KURBAN-14

73 4 1
                                    

Kısa mı denir uzun mu denir bilemem, ama yeni bir bölümle karşınızdayım. Önceki bölümü biraz heyecanlı yapmak istedim, ancak ayarı kaçırdığımı şimdi farkediyorum. Normalde o bölüm sezon finali olacaktı, ama yazma isteğime engel olamadım ._.

Multi: Baran

Bölüm şarkısı: There For You - Martin Garrix ft. Troye Sivan

                          Ve
Nobody's hero - Black Veil Brides
                           
                            Ve
In the end - Black Veil Brides

( Bu bölüm biraz karışık olacak, bu yüzden 3 şarkı ayarladım *_* )

Bölüme geçelim...

.               .              .

Işıl'dan
Katil...
Bu bir meslek miydi? Yoksa bir insanın, caniliğini, acımasızlığını dike getiren bir sözcük müydü? Bu güne kadar, yaşamış bütün seri katiller, acımasız, kalpsiz ve vicdansızdı. Bazıları çocukluklarında yaşadıkları travmatik olayla , insanlıklarını yitirirken, bazıları, içlerinde duydukları nefrete kurban seçiyorlardı...

Peki...Ben?

Ben bu kategorilere girmiyordum, ama katildim. Ben Baran'ı öldürmüştüm. Uçurumdan aşağıya düşmesine sebep olmuştum. Can vermesine, ölmesine sebep olmuştum. Ben , Baran'ı yargılarken, onun yerine geçmiştim.

Ben ne yapmıştım?

Tanrım, ben ne yaptım? Bunu nasıl yaptım? Burda diz çökmüş, ağlamama rağmen içimdeki his geçmiyordu. Ellerimle yerdeki çimleri yolarken, tek bir istekle yanıp tutuşuyordum; Baran yaşıyor olsun. İçimdeki pişmanlık ve suçluluk duygusu , kalbime zehirli birer ok gibi saplanırken, yumruk haline getirdiğim ellerimi yere vurdum.

Ellerimi ard arda yere vururken, aynı zamanda hıçkırarak ağlıyordum. Gözyaşlarım, yanaklarımdan süzülüyor, çeneme ulaşıyor, çenemden ise yere damlıyordu. O an, gözyaşlarım halen akmaya devam ederken, kalbim ağrımaya devam ederken, içimdeki bir yerde, beni teselli eden bir ihtimal gün yüzüne çıktı; ya yaşıyorsa?
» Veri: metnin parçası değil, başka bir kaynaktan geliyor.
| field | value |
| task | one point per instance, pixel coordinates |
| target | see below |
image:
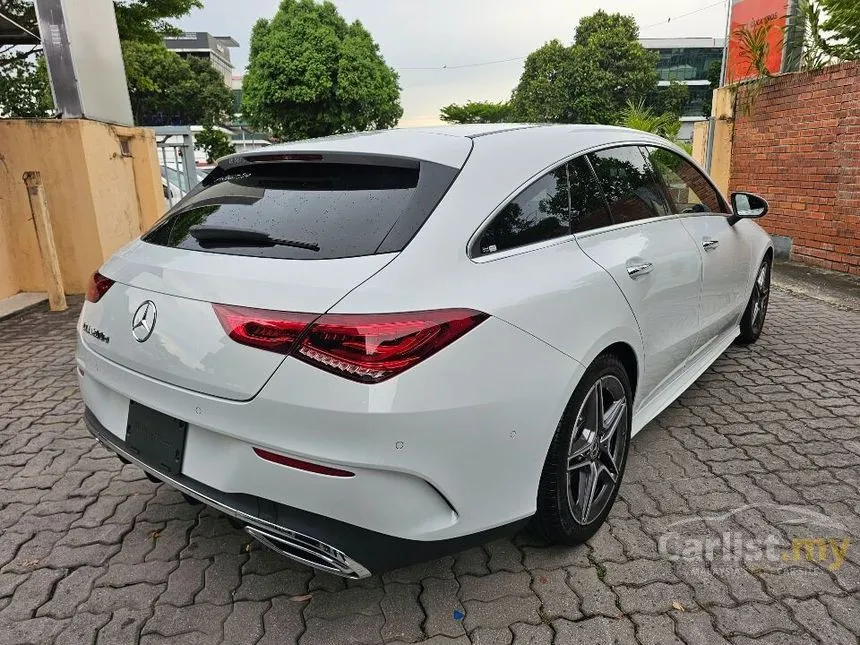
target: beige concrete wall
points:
(721, 158)
(700, 142)
(98, 197)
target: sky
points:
(436, 33)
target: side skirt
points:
(684, 380)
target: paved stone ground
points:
(764, 447)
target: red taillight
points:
(302, 465)
(373, 347)
(275, 331)
(98, 286)
(368, 348)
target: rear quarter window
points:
(342, 209)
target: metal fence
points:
(176, 156)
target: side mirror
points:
(748, 206)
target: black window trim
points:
(474, 241)
(701, 171)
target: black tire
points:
(562, 517)
(752, 321)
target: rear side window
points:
(540, 212)
(689, 190)
(629, 185)
(330, 210)
(587, 206)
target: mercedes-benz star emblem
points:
(144, 321)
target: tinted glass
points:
(631, 188)
(689, 190)
(587, 206)
(345, 209)
(540, 212)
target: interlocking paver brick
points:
(527, 634)
(494, 586)
(558, 600)
(91, 550)
(403, 613)
(70, 593)
(440, 602)
(753, 619)
(244, 625)
(607, 631)
(203, 618)
(813, 615)
(597, 598)
(655, 630)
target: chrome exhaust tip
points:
(309, 551)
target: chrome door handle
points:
(636, 270)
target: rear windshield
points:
(329, 210)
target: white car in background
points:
(377, 348)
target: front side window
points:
(540, 212)
(631, 188)
(689, 190)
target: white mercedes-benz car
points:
(377, 348)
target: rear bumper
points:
(451, 448)
(317, 541)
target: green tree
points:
(843, 26)
(214, 143)
(167, 89)
(592, 80)
(476, 112)
(24, 89)
(311, 74)
(715, 71)
(638, 116)
(541, 95)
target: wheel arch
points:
(627, 355)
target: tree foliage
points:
(24, 88)
(311, 74)
(590, 81)
(167, 89)
(476, 112)
(214, 143)
(843, 25)
(640, 117)
(825, 32)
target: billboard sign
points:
(762, 20)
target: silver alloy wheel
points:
(761, 294)
(596, 447)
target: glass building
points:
(687, 61)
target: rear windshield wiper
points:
(243, 237)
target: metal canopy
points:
(17, 31)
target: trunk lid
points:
(187, 346)
(284, 232)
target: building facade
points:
(687, 61)
(201, 44)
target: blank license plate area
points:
(157, 439)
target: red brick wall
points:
(800, 149)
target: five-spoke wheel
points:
(585, 463)
(753, 319)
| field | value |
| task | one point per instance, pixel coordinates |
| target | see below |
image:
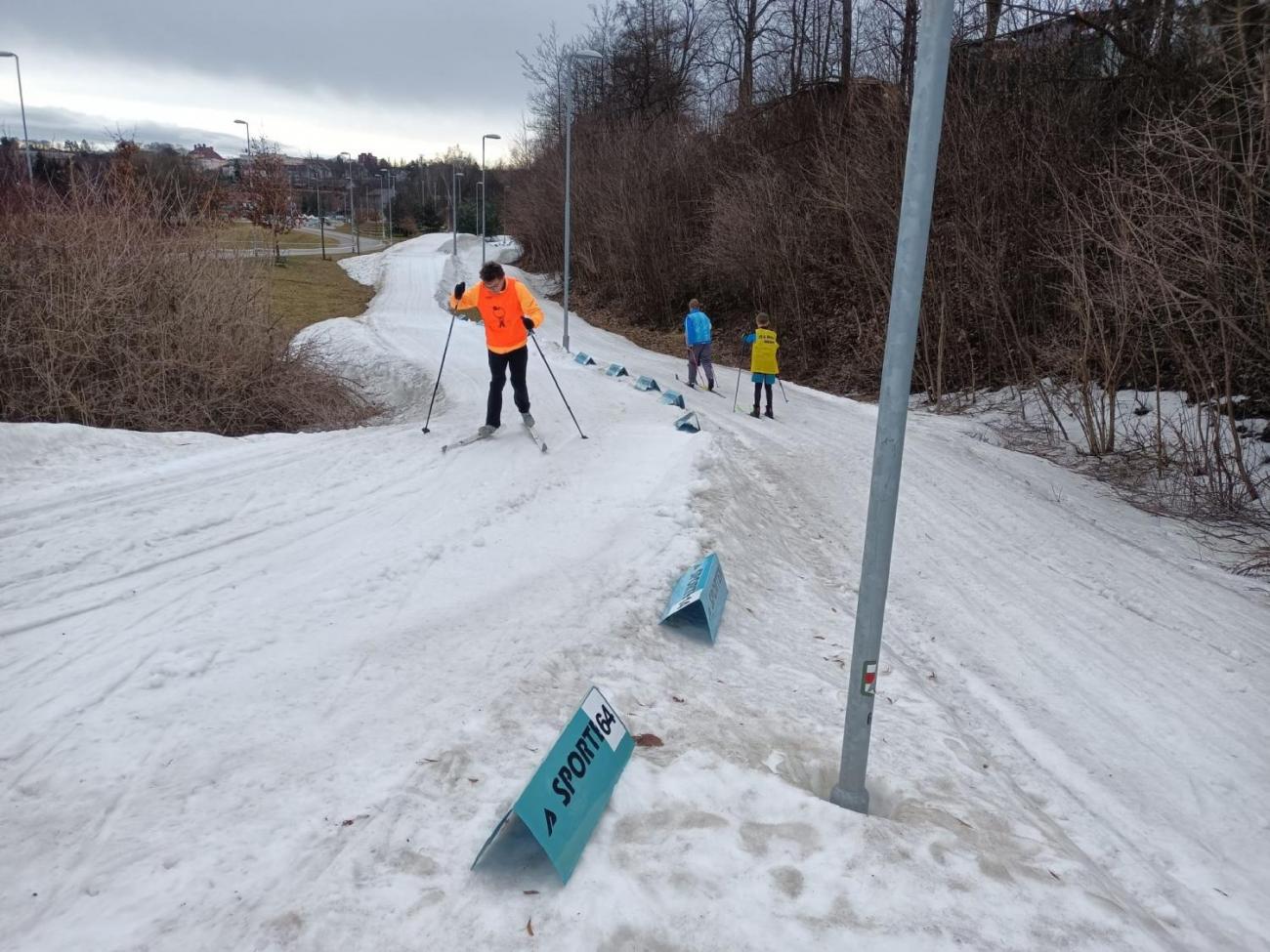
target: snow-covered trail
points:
(215, 654)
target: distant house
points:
(206, 157)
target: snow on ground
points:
(274, 693)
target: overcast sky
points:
(398, 79)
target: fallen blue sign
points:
(689, 423)
(571, 788)
(698, 597)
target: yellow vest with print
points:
(762, 354)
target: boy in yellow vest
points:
(762, 362)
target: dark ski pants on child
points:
(698, 355)
(498, 366)
(758, 393)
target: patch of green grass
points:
(237, 235)
(308, 290)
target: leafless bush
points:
(113, 316)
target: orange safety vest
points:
(500, 312)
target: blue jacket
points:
(697, 328)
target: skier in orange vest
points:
(509, 313)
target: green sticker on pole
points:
(568, 792)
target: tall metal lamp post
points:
(483, 191)
(453, 206)
(568, 161)
(352, 214)
(21, 103)
(897, 376)
(388, 179)
(244, 122)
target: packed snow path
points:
(274, 693)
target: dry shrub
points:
(112, 315)
(1164, 265)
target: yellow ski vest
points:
(762, 354)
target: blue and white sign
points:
(689, 423)
(698, 597)
(568, 794)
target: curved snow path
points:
(274, 693)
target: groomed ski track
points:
(275, 692)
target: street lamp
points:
(352, 212)
(568, 148)
(244, 122)
(392, 182)
(926, 115)
(453, 207)
(25, 139)
(487, 135)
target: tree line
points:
(1101, 212)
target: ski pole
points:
(445, 351)
(737, 394)
(534, 339)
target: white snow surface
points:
(274, 693)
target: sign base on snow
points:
(698, 597)
(568, 792)
(689, 423)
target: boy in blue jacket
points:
(697, 330)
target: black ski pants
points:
(758, 393)
(498, 366)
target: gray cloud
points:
(59, 125)
(430, 52)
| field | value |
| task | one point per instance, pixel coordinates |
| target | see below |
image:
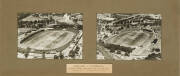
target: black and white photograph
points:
(50, 35)
(128, 36)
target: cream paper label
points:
(88, 68)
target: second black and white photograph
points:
(128, 36)
(50, 35)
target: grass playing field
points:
(47, 40)
(130, 38)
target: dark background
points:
(11, 66)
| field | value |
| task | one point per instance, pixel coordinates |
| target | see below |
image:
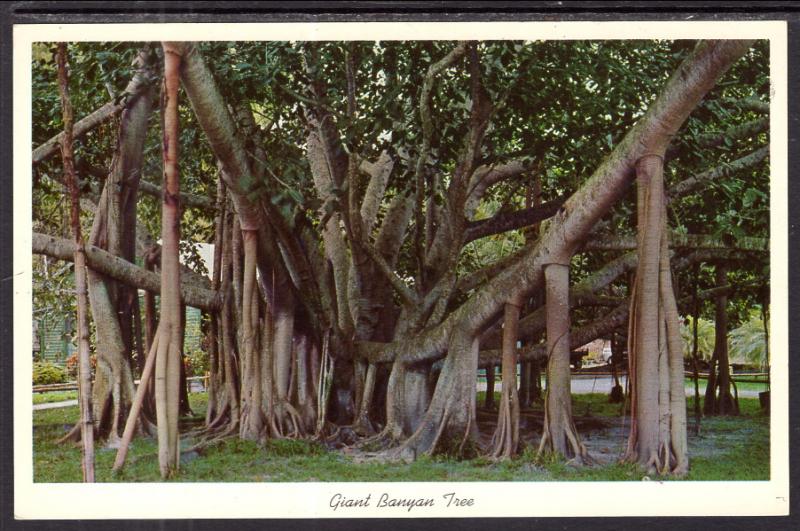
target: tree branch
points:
(126, 272)
(506, 221)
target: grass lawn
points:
(732, 448)
(54, 396)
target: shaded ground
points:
(732, 448)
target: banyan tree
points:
(390, 218)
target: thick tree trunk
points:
(489, 399)
(252, 421)
(505, 441)
(559, 434)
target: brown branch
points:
(677, 241)
(723, 170)
(506, 221)
(93, 120)
(124, 271)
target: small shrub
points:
(47, 373)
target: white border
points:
(254, 500)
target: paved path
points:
(54, 405)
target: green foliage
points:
(196, 362)
(705, 338)
(747, 342)
(54, 396)
(47, 373)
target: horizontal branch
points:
(506, 221)
(87, 123)
(123, 271)
(678, 241)
(688, 185)
(735, 132)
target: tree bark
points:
(168, 354)
(505, 441)
(657, 438)
(84, 364)
(559, 434)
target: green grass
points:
(730, 448)
(741, 386)
(54, 396)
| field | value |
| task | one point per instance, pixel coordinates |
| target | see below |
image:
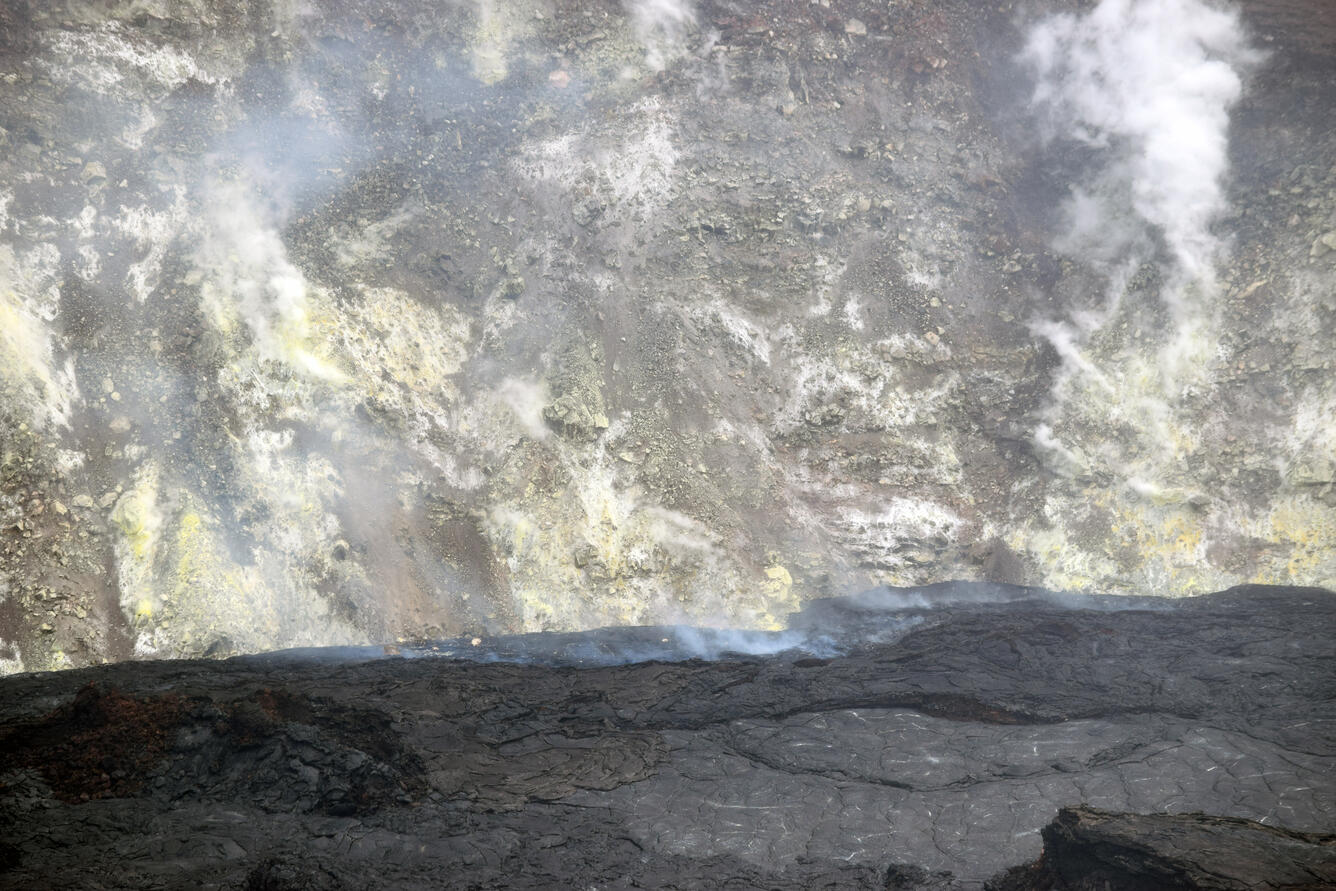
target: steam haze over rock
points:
(352, 322)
Ya yaralandığı halde ölmediyse? Çok ağır yaralanmış olmasına rağmen dayanıyorsa?

Bu ihtimale dayanarak, zaman kaybetmemek için ayağa kalktım. Ancak, birkaç adımdan sonra titreyen bacaklarım nedeniyle tekrar yere düştüm. Ayağa kalkacak gücü bacaklarımda bulamayınca, emekleyerek gittim. Arabaya vardığımda, telefonunun orda olma dileğiyle, açık kapıdan içeri baktım.

Şansıma, telefonu koltuğun üstünde duruyordu. Kalkarken düşürmüş olmalıydı. Telefonu elime alıp, hemen tuş kilidini açtım. İlk önce ambulansı aradım, sonra polisi aradım. Polise olanları anlatacak, suçlu olup olmadığıma karar vermeleri için, beni mahkemeye sevk edeceklerdi. Sonra Baran'ın bedenine otopsi raporu çıkacaktı. Ancak, eğer Baran yaşarsa... O zaman, bunların hiçbiri gerçekleşmeyebilirdi.

Onları beklerken, uçurumda, Baran'ın düştüğü yere oturmuş, bağırıyordum. Belki ses verir diye... Ancak, ses vermemişti. İçimdeki umut kırıntısı her saniye azalıyordu. İçimdeki pişmanlığa ekleniyordu. Artık o umut kırıntısı da kalmamıştı. Son bir defa, bir ses vermesi umuduyla, bir yaşam belirtisi göstermesi umuduyla, bağırdım. Boğazım yırtılırcasına, "Baran," diye bağırdım. " Yaşıyorsan, bir belirti göster! Yalvarıyorum!" diye bağırdım. O sırada bir ses duydum. Ancak, bu ses Baran'a değil, ambulans sirenlerine aitti.